You will be a speaker at the 2024 International Biogas Congress & Expo. What will your talk address in particular?
The talk is titled Understanding carbon dioxide regulations & defining the right framework to support the right growth of the biogas sector. My talk will initially focus on some of the regulations relating to existing use markets. It will also talk about future biogenic markets and what that might mean technically and commercially for biogas producers.
Will this be your first time at the 2024 International Biogas Congress & Expo? If so, what has attracted you to the event?
There is a great mix of speakers that I know, and a number whom I have yet to meet. The fact that the event is co-located with the Biofuels International and Sustainable Aviation Fuels event, really makes this a unique opportunity to network and learn.
What do you feel are the major challenges facing the bioenergy sector, and how do you think they can be overcome?
From my perspective, the biggest issues are feedstock and valuation of all the products that can be produced. For feedstock there is always the scrutiny on food versus energy, but the latest Biomethane Industrial Partnership report highlights the huge potential of sequential crops.
Between the agricultural sector and the waste sector there are significant amounts of organics that we need to get smarter at looking at as potential energy sources. For valuation, a more evolved varbon market and agreed standards and certification are essential. For CO2 produced as a byproduct we will see an evolution from relatively limited existing use markets to huge potentials in e-SAF; e-Methanol; chemicals and storage markets. However those markets are still at an evolutionary stage.
You have over a decade’s worth of experience in renewables within the UK. Have you seen an acceleration of progress in the sector during that time? If so, in what ways?
As with many things, progress has not been linear. Last year saw the publication of the UK Biomass Strategy, which highlights the importance of biomass-into-renewables as part of the net-zero journey.
We have also seen new consultations and initiatives in relation to biomethane and sustainable aviation fuels, along with significant commercial contracts.
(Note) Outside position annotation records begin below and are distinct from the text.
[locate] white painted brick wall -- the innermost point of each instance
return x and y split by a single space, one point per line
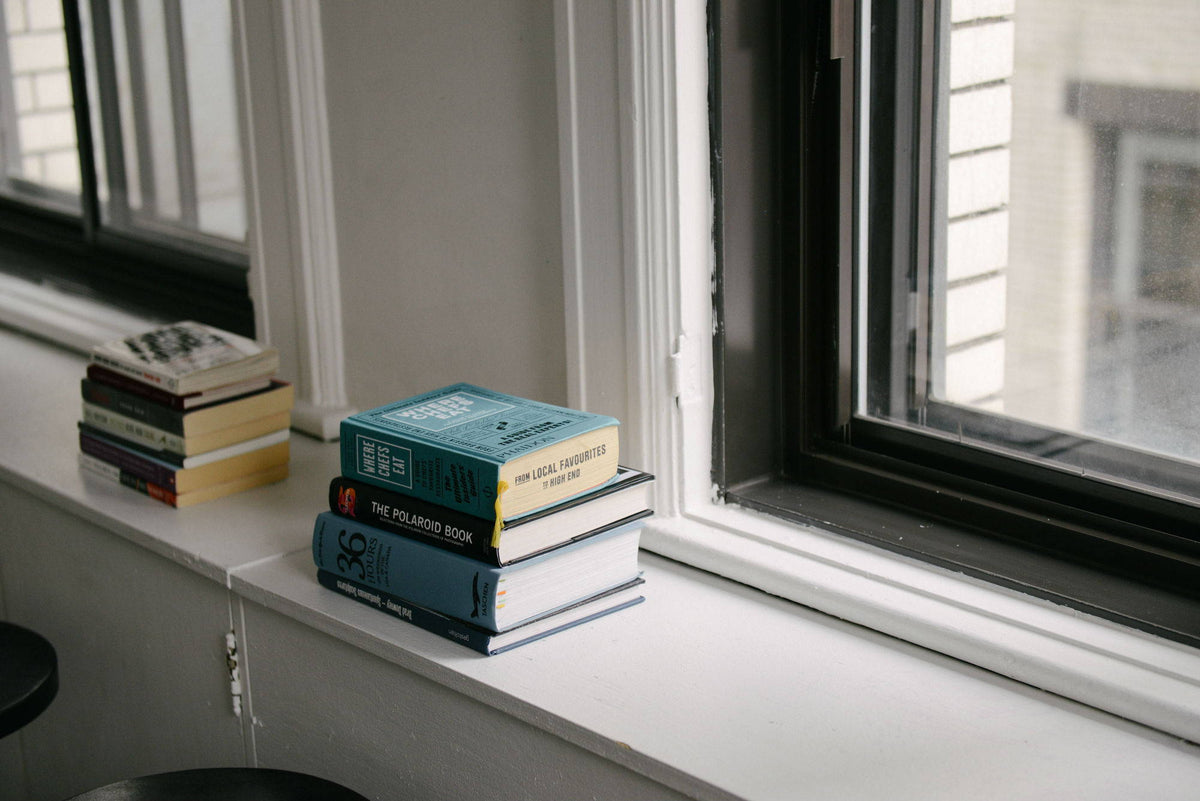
976 373
967 10
37 52
42 92
981 54
975 311
978 137
978 182
981 118
976 246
I have the sense over the past two years that the momentum is being driven by industries, particularly those who commercially see the imperative of net-zero looking for new sources of fuels and energy.
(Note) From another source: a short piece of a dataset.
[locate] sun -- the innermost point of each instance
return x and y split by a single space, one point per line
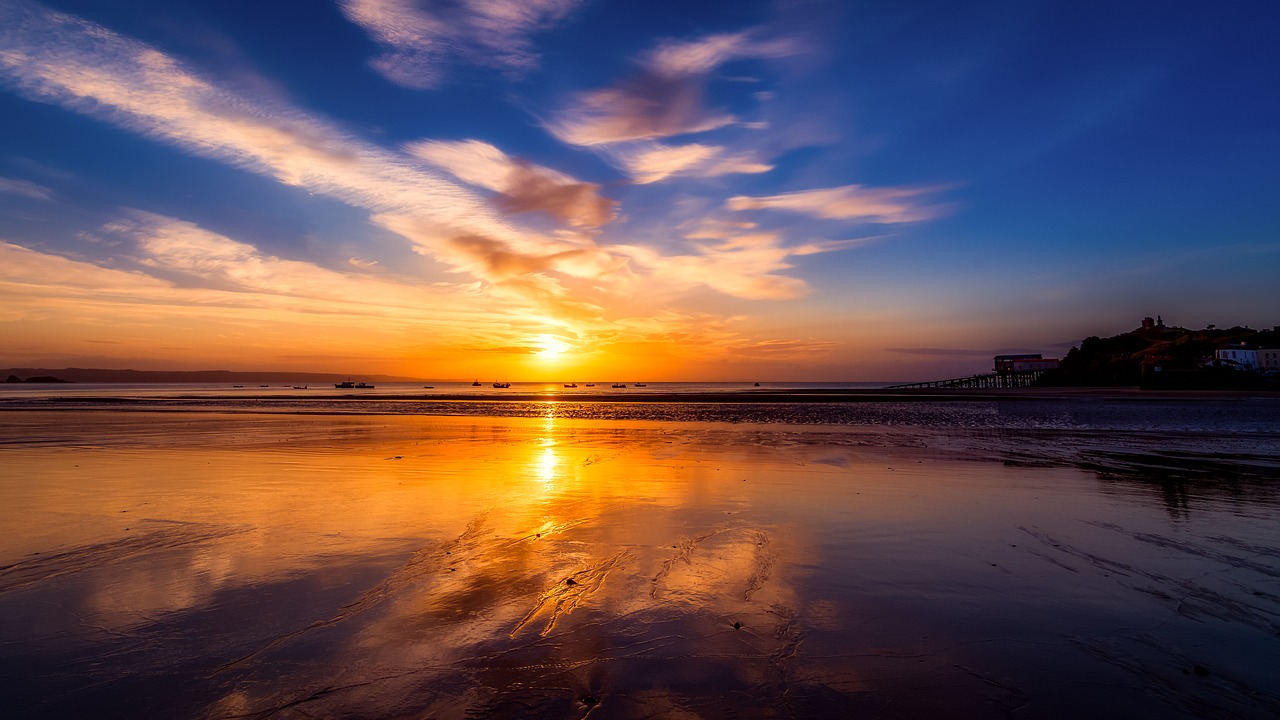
551 347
What is your main professional focus for the rest of this year?

My two-year term as president of BCGA will end at the AGM at the start of the BCGA conference in mid-May*, though I will remain on the Council, and from a trade association perspective I was recently voted as chair of the Renewable Energy Association’s Green Gas committee.
Outside of this I look forward to ongoing work with those businesses I support through advisory board functions, but also with others looking at evolution of carbon dioxide production and valuation in particular.